9. Out of scope (explicitly)

  • Region-under-region control nesting (a region whose control parent is another region) — on hold by direction. Nothing here needs it: region↔region peering (data + relay + trust) is a lateral peer relationship, not a control hierarchy; the coordinator set is a role over regions, not a region under a region. If nesting is later desired, it is an independent design.
  • Payload envelope encryption, per-tenant H-DWRR fairness, joint routing+capacity — tracked in optimal-global-routing-plan.md phases B/E/F; orthogonal to coordinator decentralization.

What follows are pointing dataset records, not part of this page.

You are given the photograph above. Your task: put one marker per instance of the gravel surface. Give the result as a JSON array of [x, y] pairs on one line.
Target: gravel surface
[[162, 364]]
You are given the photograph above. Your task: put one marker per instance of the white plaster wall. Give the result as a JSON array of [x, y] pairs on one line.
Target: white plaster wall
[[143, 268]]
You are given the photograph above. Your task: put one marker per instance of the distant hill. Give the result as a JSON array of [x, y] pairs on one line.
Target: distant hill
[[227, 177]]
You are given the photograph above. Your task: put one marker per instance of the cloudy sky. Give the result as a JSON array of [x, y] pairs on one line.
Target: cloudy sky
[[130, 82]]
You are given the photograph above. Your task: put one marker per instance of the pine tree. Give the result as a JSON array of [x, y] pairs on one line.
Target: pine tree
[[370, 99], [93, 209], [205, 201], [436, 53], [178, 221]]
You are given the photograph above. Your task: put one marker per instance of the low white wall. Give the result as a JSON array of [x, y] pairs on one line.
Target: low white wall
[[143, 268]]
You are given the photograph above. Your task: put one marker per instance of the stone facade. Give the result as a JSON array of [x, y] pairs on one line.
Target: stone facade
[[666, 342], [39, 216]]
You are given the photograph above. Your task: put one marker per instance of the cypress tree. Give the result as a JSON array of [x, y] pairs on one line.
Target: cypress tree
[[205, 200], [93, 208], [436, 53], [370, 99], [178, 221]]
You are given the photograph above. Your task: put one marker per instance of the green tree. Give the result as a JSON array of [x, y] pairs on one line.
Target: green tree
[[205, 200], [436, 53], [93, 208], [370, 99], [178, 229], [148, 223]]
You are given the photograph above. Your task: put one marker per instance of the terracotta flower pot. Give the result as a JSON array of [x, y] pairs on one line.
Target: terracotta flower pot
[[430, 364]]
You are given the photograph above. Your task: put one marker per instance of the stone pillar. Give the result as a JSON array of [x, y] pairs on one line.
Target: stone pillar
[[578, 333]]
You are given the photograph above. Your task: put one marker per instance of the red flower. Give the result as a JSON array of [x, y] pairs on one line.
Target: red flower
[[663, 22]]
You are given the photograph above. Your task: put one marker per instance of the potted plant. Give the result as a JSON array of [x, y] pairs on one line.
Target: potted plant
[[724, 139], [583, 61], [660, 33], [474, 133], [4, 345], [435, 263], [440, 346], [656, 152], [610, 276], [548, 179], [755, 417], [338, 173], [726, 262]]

10. Validation & success metrics

Reuse: the containerlab mesh + independent-proof method (receiver-side hop-stamps + physics + causal netem intervention) already used for routing; tenant_isolation_mesh_test.sh, regional_ca_mtls_test.sh, the bring-up/recovery suite (green with each flag off and, separately, on). New: globalless two-region bring-up (W1); peer-federated mTLS bridge (W2); region-local CADL deploy + cross-region escalation (W4); leader-failover + stale-epoch-rejection (W5); asymmetric-partition no-false-LOST (W7); coordinator-set partition → region-first survival + auto-reconcile (W8); coordinator migration to centroid on topology change (W6). Metrics: control-plane availability during coordinator loss (target: local duties unaffected); D3 verdict correctness (zero false LOST under asymmetric partition); leader-failover time vs. lease bound; worst-case region→coordinator latency vs. k-center bound; directory convergence time after heal.


11. One-line summary

The global is a static single point on the critical path for seven duties; the data plane already needs none of them. Decompose by duty; devolve the coordination-free ones (D1/D2/D4/D5/D7) to autonomous region-first local controllers over the push bus already built; confine 2f+1 consensus to the two duties that provably need total order (D3 liveness verdict, D6 global optimization); make the coordinator an elected, duty-sharded, CPP-placed, epoch-fenced service role rather than a fixed tier — building deliberately less consensus than a fully-general solution, exactly where the theory says none is required.